Counted list splitting
My original recursive algorithm did a “tortoise and hare” type algorithm to find the middle of the list. It uses two pointers, a “hare” that advanced two nodes of the list for every node the “tortoise” pointer advances. When the hare pointer hits the end of the list, the tortoise pointer holds the middle node of the list.
While researching mergesort, I read someone claiming that an algorithm that doesn’t walk the list to split it is faster than an algorithm that does. I chose to test this. Since the code knows how long the input list is, it can advance a single pointer half of that length on each ply of the recursion. This spares reading half of the list nodes on each ply.

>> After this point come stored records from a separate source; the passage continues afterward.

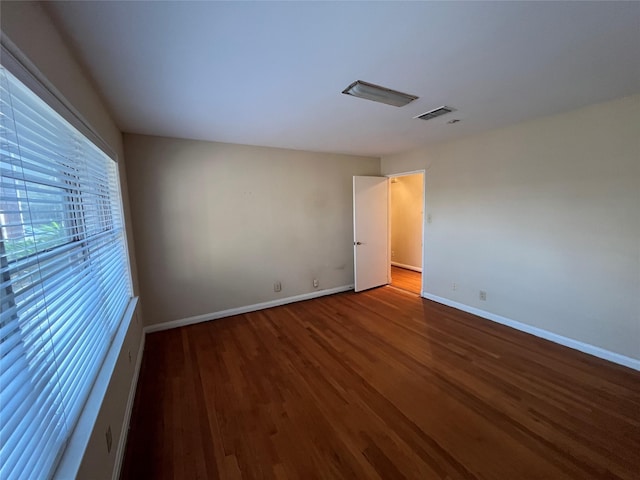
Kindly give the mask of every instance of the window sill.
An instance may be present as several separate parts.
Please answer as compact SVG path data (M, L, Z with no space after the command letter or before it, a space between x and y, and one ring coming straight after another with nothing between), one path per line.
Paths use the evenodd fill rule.
M67 443L67 447L64 449L60 463L53 478L56 480L69 480L76 478L80 465L82 463L85 451L89 444L91 434L98 419L102 402L104 401L109 387L109 382L116 367L118 357L124 345L124 340L133 321L136 307L138 305L138 297L133 297L129 301L129 305L124 312L120 326L111 342L107 356L104 359L98 377L91 388L89 398L80 414L78 423L76 424L71 437ZM112 451L114 451L114 445Z

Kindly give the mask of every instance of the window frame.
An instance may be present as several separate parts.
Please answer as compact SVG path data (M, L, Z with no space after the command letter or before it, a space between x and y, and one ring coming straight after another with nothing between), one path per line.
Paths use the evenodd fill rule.
M49 105L53 110L55 110L58 114L60 114L66 121L68 121L73 127L75 127L88 141L93 143L96 147L98 147L102 152L104 152L112 161L118 164L118 158L115 152L110 148L107 142L105 142L100 135L98 135L89 125L86 120L78 113L78 111L64 99L64 97L60 94L60 92L39 72L39 70L35 67L33 63L29 61L29 59L24 56L20 50L6 37L6 35L2 34L1 39L1 53L2 53L2 65L6 68L12 75L14 75L18 80L20 80L28 89L30 89L36 96L38 96L44 103ZM89 396L81 409L80 416L75 424L75 427L72 428L70 437L66 441L66 446L63 447L60 453L60 459L57 462L57 468L53 473L53 478L56 479L66 479L73 478L77 475L78 470L80 468L81 462L83 460L84 453L87 449L89 439L91 437L93 429L96 427L96 421L98 419L98 415L103 403L103 400L106 396L107 389L111 380L111 377L115 371L116 363L118 359L122 356L122 350L125 343L125 339L132 327L135 323L139 324L140 319L138 317L137 312L137 304L138 297L136 296L134 282L132 278L132 268L131 268L131 258L129 252L129 243L127 238L127 219L124 215L124 195L122 190L122 182L121 182L121 174L118 172L118 168L116 168L116 178L118 183L118 192L119 192L119 209L118 214L122 219L122 237L123 237L123 246L124 246L124 257L125 257L125 265L126 265L126 275L127 281L129 284L130 290L130 298L128 300L128 304L125 307L124 315L122 316L120 323L117 324L115 328L115 333L111 340L110 346L107 348L106 356L103 359L101 366L98 368L97 376L93 379L93 386L90 388ZM77 178L76 178L77 180ZM78 195L78 190L74 189L74 183L72 179L70 179L69 188L67 193L69 197L76 197ZM77 182L76 182L77 186ZM56 186L57 188L58 186ZM75 190L75 191L74 191ZM76 202L70 202L70 204L78 205ZM80 203L81 204L81 203ZM114 212L112 210L109 202L101 202L99 205L100 215L102 215L103 209L106 208L106 215L112 217ZM68 243L73 243L76 240L82 243L83 237L85 237L86 232L82 231L81 224L78 223L79 216L86 215L86 212L80 210L66 210L63 213L65 218L65 222L67 218L69 220L69 225L64 228L74 229L74 235L72 236L71 242L65 242L60 245L53 245L49 250L55 250L58 248L65 247ZM112 229L113 225L107 227L107 229ZM4 259L4 257L3 257ZM23 258L16 259L22 260ZM3 292L4 294L5 292ZM142 329L140 328L140 332ZM144 335L141 338L139 358L141 358L142 347L144 345ZM129 355L129 359L130 359ZM130 360L129 360L130 361ZM139 365L139 359L138 359ZM134 385L135 385L135 376L137 376L137 368L134 372ZM132 397L130 395L129 403L131 403ZM117 430L114 428L114 430ZM118 451L116 452L116 469L114 470L117 475L119 468L118 464L120 459L118 455L121 455L122 449L124 448L123 439L126 438L126 431L120 432L120 440L118 442Z

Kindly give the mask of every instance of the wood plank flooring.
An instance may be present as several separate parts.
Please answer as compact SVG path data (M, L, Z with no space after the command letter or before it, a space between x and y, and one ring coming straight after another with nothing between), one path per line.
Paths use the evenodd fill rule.
M391 285L407 292L417 293L420 295L422 288L422 274L407 270L406 268L391 265Z
M150 334L123 479L638 479L640 374L407 295Z

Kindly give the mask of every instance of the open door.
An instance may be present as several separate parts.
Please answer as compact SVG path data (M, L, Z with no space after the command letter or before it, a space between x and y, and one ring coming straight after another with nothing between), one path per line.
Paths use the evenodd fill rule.
M386 177L353 177L355 291L389 283L389 189Z

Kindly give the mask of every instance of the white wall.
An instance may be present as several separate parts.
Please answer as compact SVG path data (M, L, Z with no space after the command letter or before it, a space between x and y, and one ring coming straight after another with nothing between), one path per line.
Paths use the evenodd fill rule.
M425 292L640 359L639 139L636 95L384 157L427 169Z
M2 2L2 32L33 62L38 70L88 121L93 129L117 152L120 165L120 181L124 196L125 221L132 263L134 291L137 294L133 236L127 201L127 182L122 150L122 135L93 84L76 63L70 50L39 3ZM116 447L122 434L122 422L129 391L140 352L142 322L132 322L124 343L117 353L117 361L107 393L102 402L98 419L83 456L78 478L92 480L111 478L115 464ZM128 352L131 352L129 361ZM113 449L107 454L105 432L111 425Z
M389 184L391 198L391 263L422 269L422 208L424 174L394 177Z
M128 134L125 151L148 325L353 284L352 176L378 158Z

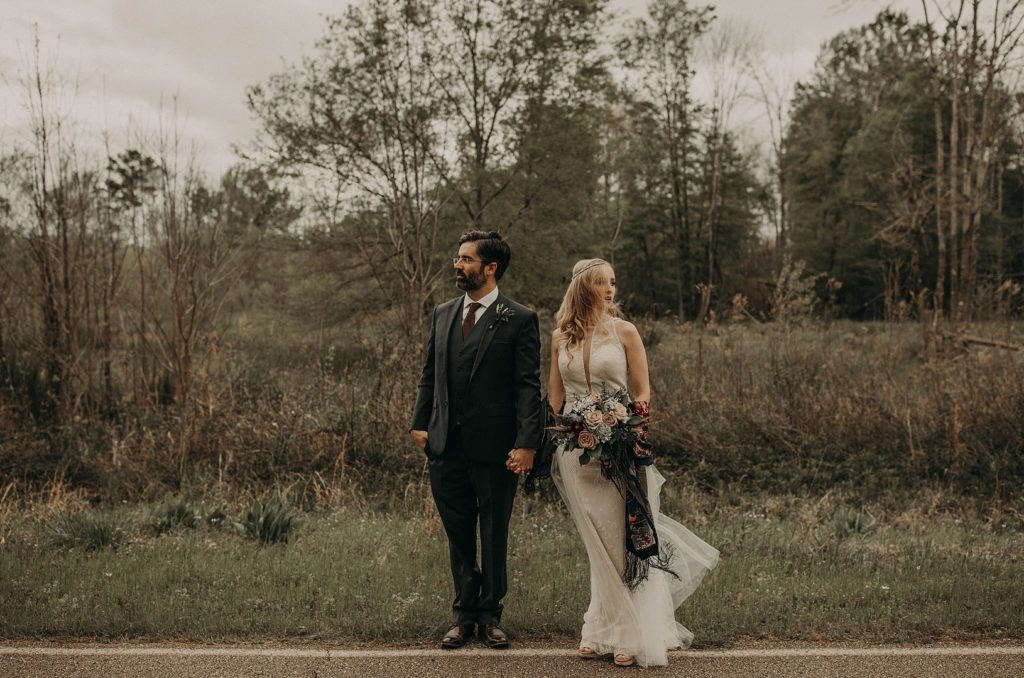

Merging in a function call
My original recursive function has left and right list merging
in line, in the recursive function.
The bottom up algorithm has a call to a merge
function.
It’s on the edge of possibility that breaking out the list merging into a function
causes the performance drops.
This algorithm tests that idea.
Dell R530 benchmarking
The purple + signs on this graph (“Dell”) correspond to the blue snowflakes/lines (“Dell R530 #1”) and golden hollow squares/lines (“Dell R530 #2”) on this graph.
Qotom fanless server benchmarking
The purple + signs on this graph (“Dell”) correspond to the purple plus signs/lines (“Qotom #1”) and blue X/lines (“Qotom #2”) on this graph.
Conclusion
None of these variations exhibits the performance drops. None of these little tweeks indicate reason for the problem.